Election day unlikely to transform Congress

Because the two major parties are heading into the 2002 midterm elections very evenly matched, each race is unusually important. Less than two years ago, 110 million votes were cast for president, but the final outcome hinged on the votes of just 537 Floridians. The 2000 election resulted in a Senate that was split 50-50 (a division that became 50-49-1 when James M. Jeffords of Vermont defected from the Republican Party to become an independent) and a House in which the Republican edge narrowed to 51 percent. Polls show Americans split evenly in their own party identification, giving the Republican and the Democratic parties roughly 45 percent support each. Other than control of the White House, the one notable exception to this partisan equilibrium is in governorships, where Republicans enjoy a 27-21 advantage.

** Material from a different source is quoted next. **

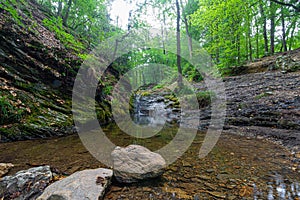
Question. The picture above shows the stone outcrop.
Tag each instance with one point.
(26, 184)
(4, 168)
(135, 163)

The political environment appears as level as the underlying strengths of the two parties. Although Democrats appeared to be on the verge of opening up a substantial advantage late last summer, and Republicans opened up big leads immediately after the Sept. 11 attacks, today the terrain doesn't favor either party.

President Bush's job-approval ratings have declined a bit but remain high, around 74 percent. Yet his strength no longer seems to be translating into an advantage for GOP candidates whose names will be on the ballot in November. On the other hand, the erosion in Bush's popularity is not boosting Democratic fortunes.

So, what are the parties' prospects? Republicans retain a clear advantage in the fight for control of the House. And Democrats seem destined to score healthy gains among the governorships. The biggest question is whether Democrats can hang on to their one-seat Senate majority.

For months, the parties had very similar numbers of Senate seats in jeopardy. Three Democratic incumbents were in toss-up races: Jean Carnahan of Missouri, Timothy P. Johnson of South Dakota, and Paul Wellstone of Minnesota. And three Republican incumbents also looked quite vulnerable: Wayne Allard of Colorado, Tim Hutchinson of Arkansas, and Bob Smith of New Hampshire.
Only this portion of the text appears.